How to spike adrenaline?

4. Caffeine

It creates alertness by two mechanisms:

  1. It blocks the effects of adenosine (responsible for sleepiness and fatigue).
  2. Increases the transmission of epinephrine.

Caffeine also upregulates the efficacy of dopamine receptors. Dopamine is responsible for desire, craving, and pursuit.

The best time to evoke the release of these chemicals (if the goal is to enhance learning), is immediately after the learning.

So, drink your coffee after learning or very late on the learning bout.

5. Sleep and Naps

The neuroplasticity occurs during sleep

Brief naps and NSDR protocols after learning enhance the rate of learning and memory. They don’t need to happen immediately after learning. They can be even hours away.

It is here that the strengthening of the neural circuits occurs.

6. Exercise

Cardiovascular exercise increases dentate gyrus neurogenesis (creation of new neurons).

The dentate gyrus is important for memory formation and consolidation.

General recommendation: 180–200 minutes of zone 2 cardio a week.

Cardio indirectly improves the ability of the dentate gyrus to create new neurons, by improving blood flow.

Exercise effects

Hormones from bone: the bones make chemicals that travel in the bloodstream.

Cardio exercise releases osteocalcin and encourages the formation and maintenance of connections within the hippocampus.

Load-bearing exercise is important to induce the release of osteocalcin.

When is the best time to exercise for learning?

If it’s going to cause a big spike in adrenaline (serious effort), do it after learning.

If you are doing exercise to enhance blood flow and release of osteocalcin, do it 1–3hours prior to the attempt to learn.

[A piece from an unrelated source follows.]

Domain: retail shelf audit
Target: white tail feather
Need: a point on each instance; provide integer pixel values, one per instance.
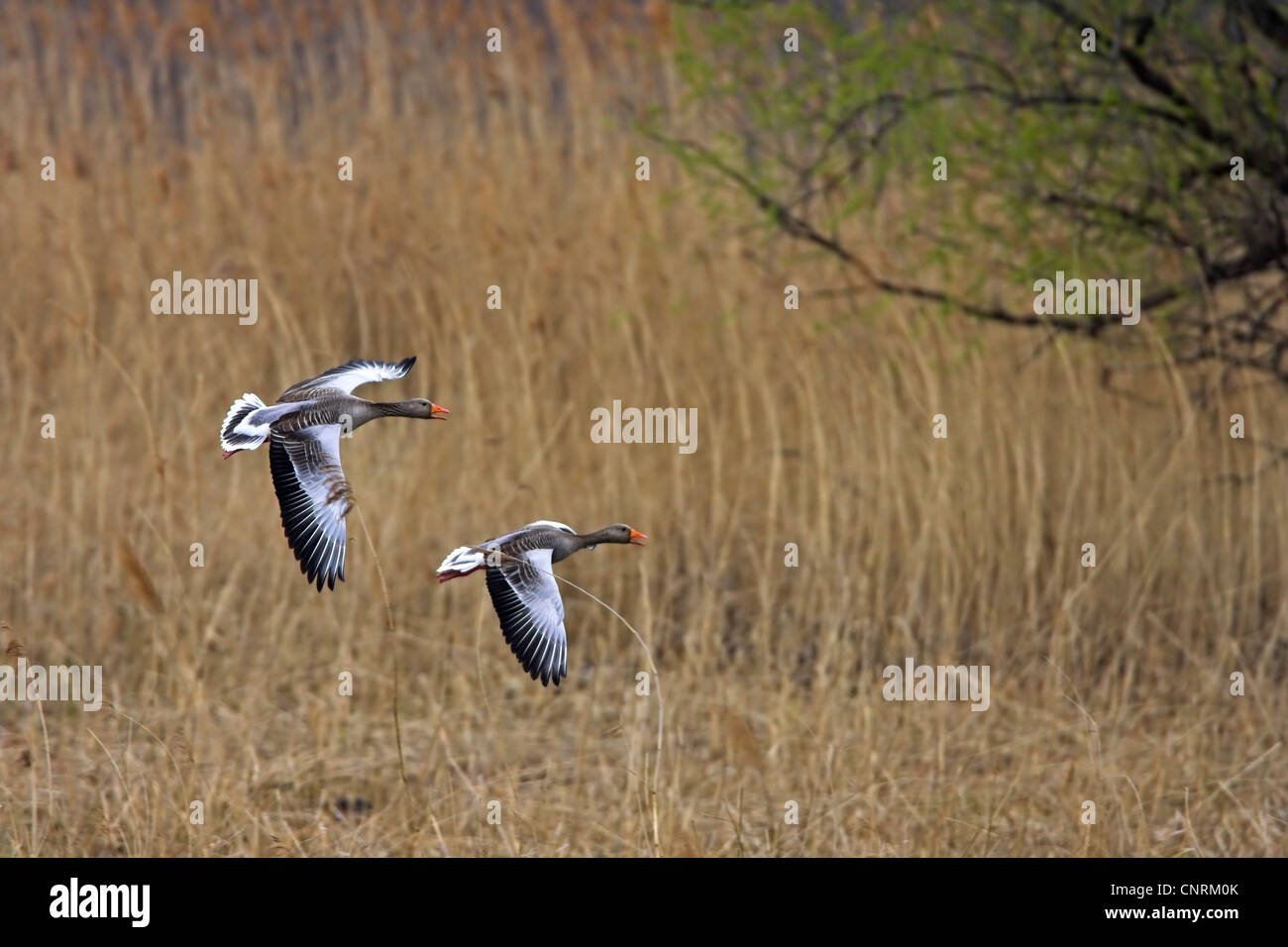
(237, 433)
(463, 560)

7. Mental Snapshots and Photographs

Photographic memory: people with this skill are not so good at learning from other types of sensory stimuli, like listening. And also are not good at learning physical movements.

“Super recognizers”: great ability to recognize faces. Facial recognition happens in the fusiform gyrus.

When you take photos willingly, there’s enhanced memory for those objects later on. However, it degrades auditory memory. It doesn’t matter whether you keep or delete the photos.

8. Meditation

Study: 1 group did a 13-minute long meditation, and 1 group listened to a podcast.

Takeaway: 8 weeks of 13-minute meditations had a significant effect on learning, attention, memory, mood, and emotion regulation. You need to do it for at least 8 weeks.

Caveat: Meditation has a high attentional load… it requires a lot of pre-frontal activity. Increasing the levels of attention may inhibit your ability to fall asleep and have good quality sleep.

The timing of meditation is critical: Do it early in the day so you don’t worsen your sleep.